フォーティネットジャパンは20日、SMB向けの統合セキュリティアプライアンス「FortiGate-110C」を発表した。同社が提供するUTM(Unified Thread Management: 統合脅威管理)製品には、SMB向けのローエンドモデルと、9月に発売されたFortiGate-5000シリーズに代表されるエンタープライズモデル、キャリア向けのハイエンドモデルが揃っているが、FortiGate-110Cはローエンドモデルに位置づけられ、クラス最高の500Mbpsのファイアウォール性能をもつ。

「セキュリティのコモデティ化が始まった。セキュリティは自社でもつものではなく、エキスパートに任せる時代」と語るのはフォーティネットジャパンのチーフ・ストラテジスト VPを務める坂本明男氏。とくにIT部門に人的コストを割けない中小・中堅企業においてはその傾向が強いとされ、フォーティネットジャパンでは「当社のようなトータルセキュリティソリューションを提供する会社にとっては、今がビジネスチャンス」(同社 マーケティング本部長 西澤伸樹氏)と捉えているという。ファイアウォールなど、脅威ごとにセキュリティソリューションを用意するよりも、アプライアンスという単一デバイスで複数の脅威に対抗できるUTMをマルチレイヤで配置するほうが、コストや導入の手間が大幅に低減でき、運用効率も高まる、と同社は提唱する。「景気後退期には統合テクノロジが活躍する。1990年代はマルチプロトコルルータによるSAN/IP統合の波がきた。そして今後はUTMによる多層防御が主流になる」(西澤氏)

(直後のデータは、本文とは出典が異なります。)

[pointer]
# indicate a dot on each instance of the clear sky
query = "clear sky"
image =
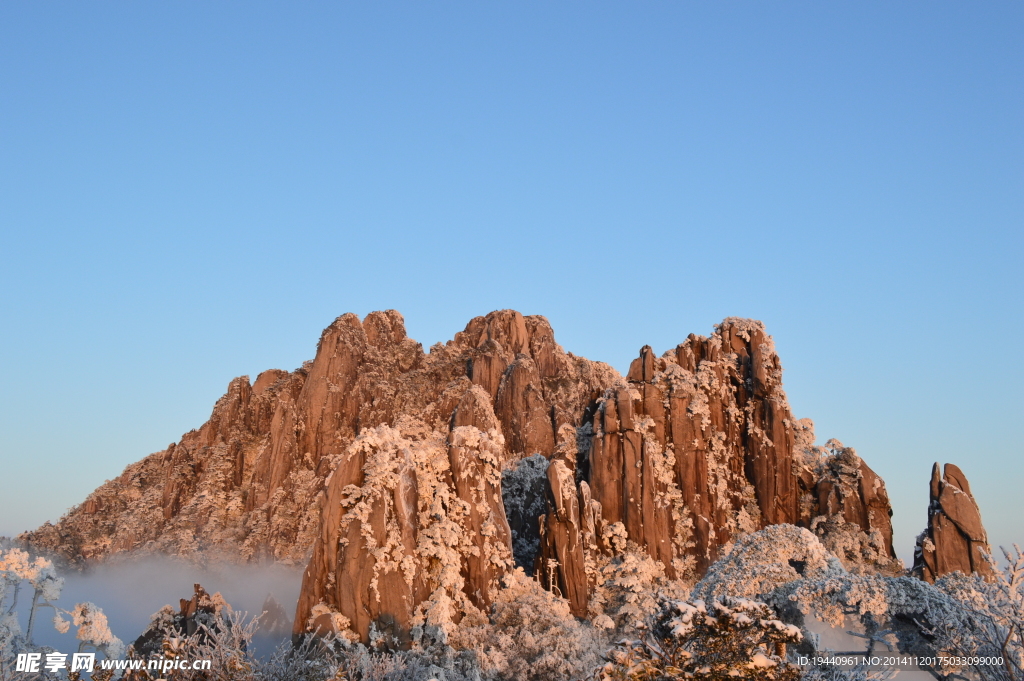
(192, 190)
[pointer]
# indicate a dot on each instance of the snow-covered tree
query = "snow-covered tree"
(730, 638)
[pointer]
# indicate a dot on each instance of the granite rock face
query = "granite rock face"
(954, 540)
(381, 468)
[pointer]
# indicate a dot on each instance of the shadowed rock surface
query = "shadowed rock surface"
(380, 466)
(954, 539)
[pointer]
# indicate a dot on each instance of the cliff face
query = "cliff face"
(388, 462)
(250, 482)
(954, 539)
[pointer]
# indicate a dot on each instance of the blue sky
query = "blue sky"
(190, 192)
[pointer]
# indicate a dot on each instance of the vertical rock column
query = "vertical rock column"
(954, 539)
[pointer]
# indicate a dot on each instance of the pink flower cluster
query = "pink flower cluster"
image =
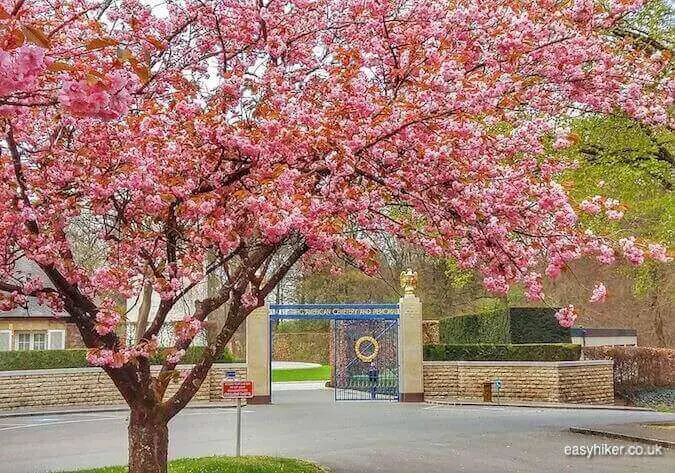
(599, 293)
(566, 316)
(249, 299)
(106, 320)
(20, 68)
(175, 357)
(658, 253)
(107, 98)
(596, 203)
(188, 328)
(118, 358)
(633, 254)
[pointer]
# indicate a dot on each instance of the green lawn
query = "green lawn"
(229, 465)
(321, 373)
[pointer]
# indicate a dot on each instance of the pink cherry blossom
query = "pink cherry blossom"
(566, 316)
(659, 253)
(599, 293)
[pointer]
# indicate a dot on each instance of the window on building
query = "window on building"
(39, 341)
(30, 340)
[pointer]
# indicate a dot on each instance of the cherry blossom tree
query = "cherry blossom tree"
(231, 138)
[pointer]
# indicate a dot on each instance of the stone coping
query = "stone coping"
(95, 369)
(533, 364)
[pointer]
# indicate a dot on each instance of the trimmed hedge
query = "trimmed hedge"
(536, 325)
(517, 325)
(488, 327)
(637, 367)
(503, 352)
(76, 358)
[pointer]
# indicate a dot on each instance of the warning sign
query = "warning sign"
(237, 389)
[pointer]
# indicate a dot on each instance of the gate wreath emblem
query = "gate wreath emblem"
(365, 357)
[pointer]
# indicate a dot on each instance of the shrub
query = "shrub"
(54, 359)
(518, 325)
(488, 327)
(503, 352)
(637, 367)
(536, 325)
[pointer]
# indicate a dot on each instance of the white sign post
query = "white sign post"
(233, 389)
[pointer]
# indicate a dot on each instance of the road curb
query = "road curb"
(102, 410)
(541, 406)
(620, 436)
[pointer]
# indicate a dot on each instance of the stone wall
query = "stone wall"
(90, 386)
(579, 382)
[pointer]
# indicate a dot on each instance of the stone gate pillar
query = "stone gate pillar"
(410, 351)
(258, 354)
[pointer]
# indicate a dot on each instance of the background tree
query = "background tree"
(233, 138)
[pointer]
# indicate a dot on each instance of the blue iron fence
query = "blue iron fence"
(365, 346)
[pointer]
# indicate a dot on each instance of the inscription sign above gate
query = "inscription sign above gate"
(365, 346)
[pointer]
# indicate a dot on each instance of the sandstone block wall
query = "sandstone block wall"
(90, 386)
(580, 382)
(431, 332)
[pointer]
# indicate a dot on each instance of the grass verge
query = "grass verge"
(228, 465)
(320, 373)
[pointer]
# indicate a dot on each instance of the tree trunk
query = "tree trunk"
(148, 442)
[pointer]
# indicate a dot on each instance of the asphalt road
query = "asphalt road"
(348, 437)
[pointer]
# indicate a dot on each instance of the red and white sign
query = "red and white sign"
(233, 389)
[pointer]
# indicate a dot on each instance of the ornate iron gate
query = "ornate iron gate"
(366, 359)
(365, 346)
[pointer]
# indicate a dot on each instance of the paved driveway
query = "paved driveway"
(348, 437)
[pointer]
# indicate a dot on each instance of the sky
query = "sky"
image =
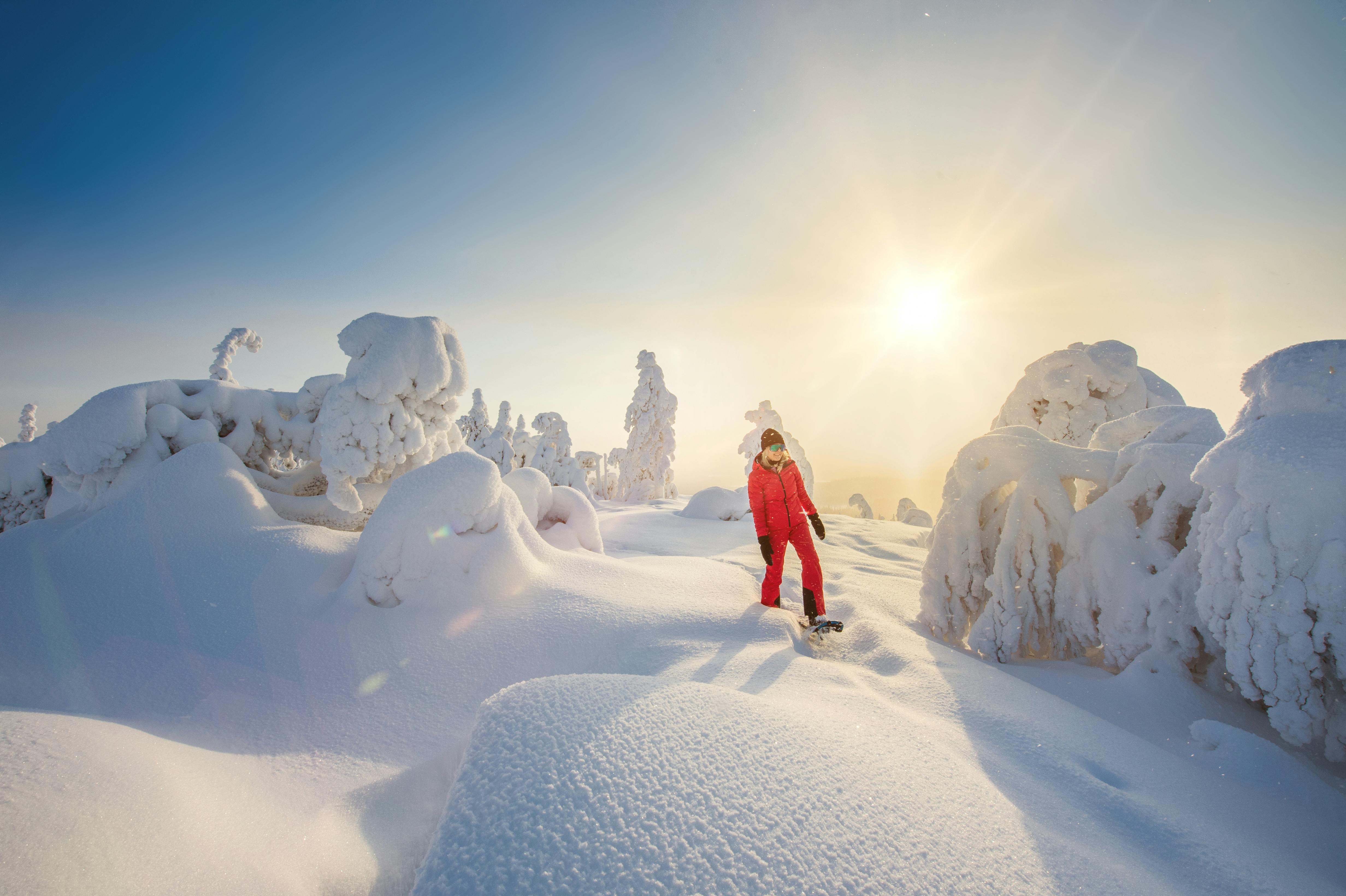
(871, 214)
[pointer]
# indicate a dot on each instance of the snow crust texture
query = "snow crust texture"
(1273, 543)
(762, 419)
(647, 470)
(1071, 392)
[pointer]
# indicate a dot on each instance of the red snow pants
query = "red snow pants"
(803, 541)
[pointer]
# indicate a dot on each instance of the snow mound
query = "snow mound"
(1309, 377)
(718, 504)
(446, 528)
(108, 809)
(23, 488)
(562, 514)
(1274, 544)
(637, 785)
(395, 409)
(862, 506)
(1068, 393)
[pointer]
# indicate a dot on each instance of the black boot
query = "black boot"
(811, 606)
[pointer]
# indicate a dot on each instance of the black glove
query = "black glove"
(817, 527)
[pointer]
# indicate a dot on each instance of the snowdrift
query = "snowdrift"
(718, 504)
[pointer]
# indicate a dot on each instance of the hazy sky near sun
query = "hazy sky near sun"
(750, 190)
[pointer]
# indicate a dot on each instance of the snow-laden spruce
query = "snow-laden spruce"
(999, 540)
(28, 423)
(1069, 393)
(498, 444)
(1273, 541)
(648, 467)
(552, 454)
(524, 443)
(395, 409)
(320, 454)
(228, 348)
(1130, 574)
(476, 424)
(762, 419)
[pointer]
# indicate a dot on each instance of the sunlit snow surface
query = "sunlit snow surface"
(200, 708)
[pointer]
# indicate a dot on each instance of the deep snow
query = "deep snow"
(201, 707)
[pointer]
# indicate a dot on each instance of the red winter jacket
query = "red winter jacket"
(777, 497)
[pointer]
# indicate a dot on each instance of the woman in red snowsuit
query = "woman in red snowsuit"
(783, 513)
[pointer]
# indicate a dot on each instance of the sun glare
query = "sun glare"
(920, 311)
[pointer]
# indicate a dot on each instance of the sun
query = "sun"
(920, 311)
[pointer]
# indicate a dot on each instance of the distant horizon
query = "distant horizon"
(874, 216)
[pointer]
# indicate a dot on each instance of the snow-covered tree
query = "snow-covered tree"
(554, 458)
(648, 470)
(554, 444)
(394, 411)
(498, 446)
(1130, 574)
(1273, 541)
(762, 419)
(997, 547)
(1069, 393)
(593, 465)
(28, 423)
(476, 424)
(613, 473)
(526, 444)
(228, 348)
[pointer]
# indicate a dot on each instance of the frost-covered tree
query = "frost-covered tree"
(394, 411)
(1069, 393)
(28, 423)
(228, 348)
(997, 547)
(554, 458)
(648, 469)
(554, 444)
(498, 446)
(1131, 564)
(1273, 541)
(762, 419)
(613, 473)
(476, 424)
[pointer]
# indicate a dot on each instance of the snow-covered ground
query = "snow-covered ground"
(198, 706)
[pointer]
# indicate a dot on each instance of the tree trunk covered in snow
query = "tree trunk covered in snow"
(648, 467)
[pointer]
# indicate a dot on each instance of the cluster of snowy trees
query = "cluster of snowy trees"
(326, 453)
(641, 471)
(1103, 514)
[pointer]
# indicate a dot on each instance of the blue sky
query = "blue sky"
(743, 189)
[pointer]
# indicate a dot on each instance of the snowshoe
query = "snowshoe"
(820, 629)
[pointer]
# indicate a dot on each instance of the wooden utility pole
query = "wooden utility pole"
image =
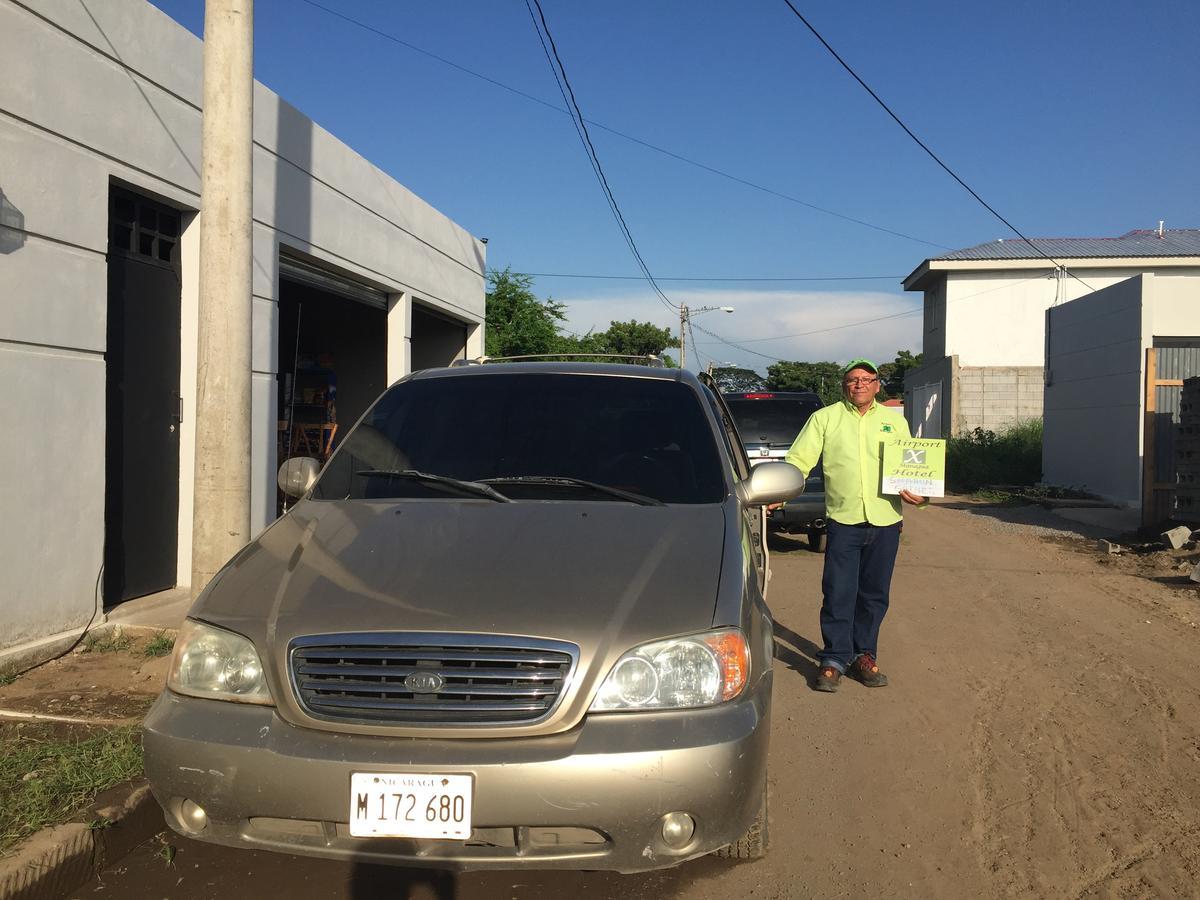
(221, 508)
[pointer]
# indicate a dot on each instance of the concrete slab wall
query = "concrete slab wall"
(1093, 393)
(101, 93)
(941, 376)
(994, 397)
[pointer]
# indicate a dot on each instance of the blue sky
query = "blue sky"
(1071, 119)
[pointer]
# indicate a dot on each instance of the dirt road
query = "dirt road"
(1041, 738)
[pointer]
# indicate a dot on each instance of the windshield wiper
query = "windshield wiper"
(640, 498)
(474, 489)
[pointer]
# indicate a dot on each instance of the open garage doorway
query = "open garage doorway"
(333, 365)
(437, 340)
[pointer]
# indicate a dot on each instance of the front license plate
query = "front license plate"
(411, 805)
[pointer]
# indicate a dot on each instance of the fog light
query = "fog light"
(678, 829)
(192, 817)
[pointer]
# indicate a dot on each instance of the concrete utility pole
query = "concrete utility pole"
(684, 315)
(683, 324)
(221, 510)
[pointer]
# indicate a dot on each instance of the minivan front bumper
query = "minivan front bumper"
(589, 798)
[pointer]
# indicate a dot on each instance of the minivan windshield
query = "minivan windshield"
(531, 436)
(771, 420)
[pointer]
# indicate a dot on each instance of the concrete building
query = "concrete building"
(1116, 360)
(984, 318)
(357, 282)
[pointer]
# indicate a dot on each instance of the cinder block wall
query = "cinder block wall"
(994, 397)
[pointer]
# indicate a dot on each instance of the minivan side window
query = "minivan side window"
(732, 444)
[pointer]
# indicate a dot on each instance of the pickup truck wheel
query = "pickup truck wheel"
(754, 844)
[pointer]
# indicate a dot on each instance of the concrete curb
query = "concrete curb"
(59, 859)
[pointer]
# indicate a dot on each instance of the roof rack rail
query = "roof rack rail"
(651, 359)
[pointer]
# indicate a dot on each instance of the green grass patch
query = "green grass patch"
(71, 772)
(984, 457)
(997, 497)
(107, 642)
(159, 646)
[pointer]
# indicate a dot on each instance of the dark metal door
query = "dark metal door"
(143, 402)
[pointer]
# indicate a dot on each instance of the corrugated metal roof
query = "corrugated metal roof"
(1174, 243)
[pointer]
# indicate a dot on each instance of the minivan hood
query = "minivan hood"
(603, 575)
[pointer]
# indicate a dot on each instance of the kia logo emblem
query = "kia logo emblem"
(424, 682)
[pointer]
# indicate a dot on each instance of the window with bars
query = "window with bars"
(142, 227)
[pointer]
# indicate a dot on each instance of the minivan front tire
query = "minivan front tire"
(755, 843)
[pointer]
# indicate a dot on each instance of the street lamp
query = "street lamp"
(685, 313)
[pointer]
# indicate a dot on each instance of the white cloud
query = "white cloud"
(847, 324)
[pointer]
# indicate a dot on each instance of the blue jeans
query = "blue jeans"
(857, 579)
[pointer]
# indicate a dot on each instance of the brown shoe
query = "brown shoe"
(867, 670)
(828, 679)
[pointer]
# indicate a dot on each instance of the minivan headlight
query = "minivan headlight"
(216, 664)
(694, 671)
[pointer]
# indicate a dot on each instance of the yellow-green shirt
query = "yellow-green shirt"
(851, 448)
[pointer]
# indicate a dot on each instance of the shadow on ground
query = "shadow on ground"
(1015, 517)
(796, 651)
(183, 869)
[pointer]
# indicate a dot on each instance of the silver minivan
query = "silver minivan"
(517, 621)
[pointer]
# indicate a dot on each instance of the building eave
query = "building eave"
(927, 274)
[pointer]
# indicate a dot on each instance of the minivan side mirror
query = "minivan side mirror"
(298, 475)
(771, 483)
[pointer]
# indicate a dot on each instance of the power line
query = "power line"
(648, 145)
(564, 85)
(737, 346)
(717, 277)
(922, 144)
(877, 318)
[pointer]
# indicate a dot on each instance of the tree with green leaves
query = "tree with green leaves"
(517, 323)
(821, 378)
(635, 339)
(732, 379)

「情報セキュリティの主役はファイアウォールからUTMに移っている」と語るフォーティネットジャパン マーケティング本部長 西澤伸樹氏

FortiGate-110Cは、本社のコアネットワークと支店/リモートオフィスの間を行き来するデータの保護などに適しており、コンパクトな筐体であるため設置/管理も容易に行える。ハイエンドモデルと同じくセキュリティに特化したASICプロセッサを採用し、500Mbpsのファイアウォール性能を実現、「速さと安全の両方を向上させた」(坂本氏)としている。また、2個の10/100/1000WANインタフェースのほか、ユーザ定義可能なポートを8個備えているため、外部スイッチは不要で、かつ、ネットワークの拡張にあわせてスケールアップが可能になっている。また、さまざまな脅威に対抗するための定期更新も自動でダウンロードされる。

価格は初年度保守込みで52万2,500円(税抜き)、10月から出荷を開始する。

高いコストパフォーマンスを謳う新製品「FortiGate-110C」。「他社製品のメンテナンス費用分で、当社のセキュリティソリューションをトータルで導入できる」(坂本氏)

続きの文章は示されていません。